PVUSD nine other districts to sue state today over English language testing
Santa Cruz Sentinel
June 1, 2005

WATSONVILLE — A lawsuit aimed at forcing the state to relax testing rules for students learning English is expected to be filed today in Superior Court in San Francisco.

Trustee Sandra Nichols will represent Pajaro Valley Unified School District at a news conference called to announce the filing at 10 a.m. today in Los Angeles.

Pajaro Valley is one of 10 California school districts joining with educational advocacy groups in filing the suit.

"It’s a combination of fairness for our students and fairness for the way we’re being judged," Nichols said Tuesday. "Our children are being taught to read, write, speak and understand English, but their scores on reading tests are invalid when they’re language skills are below a certain level."

California law requires testing of students, starting in second grade, in English, regardless of their language skills. Plaintiffs maintain the federal No Child Left Behind law permits testing in a student’s primary language for at least three years.

The state’s current testing system demoralizes students and doesn’t provide reliable data about achievement, plaintiffs argue. It also penalizes schools and districts, they say.

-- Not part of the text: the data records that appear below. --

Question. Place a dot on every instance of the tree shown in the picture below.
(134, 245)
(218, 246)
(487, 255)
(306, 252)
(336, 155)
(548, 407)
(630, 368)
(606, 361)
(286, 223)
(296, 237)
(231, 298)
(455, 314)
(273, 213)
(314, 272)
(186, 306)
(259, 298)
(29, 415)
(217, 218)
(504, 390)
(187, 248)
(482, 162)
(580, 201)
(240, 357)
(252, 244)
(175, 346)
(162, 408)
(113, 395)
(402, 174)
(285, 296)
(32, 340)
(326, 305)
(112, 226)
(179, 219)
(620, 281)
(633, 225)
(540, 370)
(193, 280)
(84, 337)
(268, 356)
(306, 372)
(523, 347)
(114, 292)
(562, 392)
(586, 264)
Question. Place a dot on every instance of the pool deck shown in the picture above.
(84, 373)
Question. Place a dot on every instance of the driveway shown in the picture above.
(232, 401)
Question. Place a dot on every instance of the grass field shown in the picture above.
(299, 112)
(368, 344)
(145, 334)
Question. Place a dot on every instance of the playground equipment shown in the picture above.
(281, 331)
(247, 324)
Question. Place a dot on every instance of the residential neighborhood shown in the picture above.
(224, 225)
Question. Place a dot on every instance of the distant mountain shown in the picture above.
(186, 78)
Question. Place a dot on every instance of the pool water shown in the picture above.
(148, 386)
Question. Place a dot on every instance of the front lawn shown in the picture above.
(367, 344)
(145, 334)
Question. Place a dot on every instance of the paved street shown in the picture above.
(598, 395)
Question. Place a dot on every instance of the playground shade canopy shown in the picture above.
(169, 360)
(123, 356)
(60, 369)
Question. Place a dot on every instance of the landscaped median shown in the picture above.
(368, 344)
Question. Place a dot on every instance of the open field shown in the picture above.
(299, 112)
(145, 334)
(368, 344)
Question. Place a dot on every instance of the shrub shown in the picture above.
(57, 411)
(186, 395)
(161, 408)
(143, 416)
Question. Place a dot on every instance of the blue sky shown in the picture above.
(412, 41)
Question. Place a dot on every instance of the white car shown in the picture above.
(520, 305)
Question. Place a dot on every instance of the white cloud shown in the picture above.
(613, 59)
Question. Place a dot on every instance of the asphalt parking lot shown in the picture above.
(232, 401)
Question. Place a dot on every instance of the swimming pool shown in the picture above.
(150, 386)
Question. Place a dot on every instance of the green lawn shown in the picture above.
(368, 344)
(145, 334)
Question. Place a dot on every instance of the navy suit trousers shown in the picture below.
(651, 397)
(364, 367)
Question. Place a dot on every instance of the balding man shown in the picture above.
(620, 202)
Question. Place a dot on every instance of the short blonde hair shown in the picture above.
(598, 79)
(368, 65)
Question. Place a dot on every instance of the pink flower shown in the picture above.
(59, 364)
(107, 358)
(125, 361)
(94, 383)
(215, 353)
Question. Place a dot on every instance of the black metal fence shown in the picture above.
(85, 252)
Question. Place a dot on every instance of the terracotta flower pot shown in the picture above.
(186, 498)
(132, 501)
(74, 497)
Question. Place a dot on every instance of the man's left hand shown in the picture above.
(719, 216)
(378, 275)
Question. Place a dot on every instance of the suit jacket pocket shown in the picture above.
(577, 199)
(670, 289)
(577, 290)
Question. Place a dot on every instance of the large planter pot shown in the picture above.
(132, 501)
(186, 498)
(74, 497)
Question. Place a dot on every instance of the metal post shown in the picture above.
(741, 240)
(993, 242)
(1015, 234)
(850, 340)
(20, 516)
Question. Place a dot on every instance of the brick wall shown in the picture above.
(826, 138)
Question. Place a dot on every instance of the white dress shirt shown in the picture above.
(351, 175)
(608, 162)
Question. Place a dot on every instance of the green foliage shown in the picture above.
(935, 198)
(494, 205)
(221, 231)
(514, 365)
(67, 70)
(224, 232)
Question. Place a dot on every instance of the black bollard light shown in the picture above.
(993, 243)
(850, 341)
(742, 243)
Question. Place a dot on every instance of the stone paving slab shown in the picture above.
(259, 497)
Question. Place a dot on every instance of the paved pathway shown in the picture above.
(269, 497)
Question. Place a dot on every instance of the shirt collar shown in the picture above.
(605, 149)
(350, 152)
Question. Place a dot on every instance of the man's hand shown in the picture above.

In the second year of enrollment in a public school, the scores of English learners are rolled into school and district tallies that decide whether sanctions are levied under federal guidelines.

State Department of Education spokeswoman Hillary McLean said she couldn’t comment on the suit Tuesday since state officials had not been served, but that the testing is necessary to ensure California’s academic standards are being met.

Nearly half the Pajaro Valley’s 19,000 students are learning English. Statewide, more than 1.5 million public school students are English learners.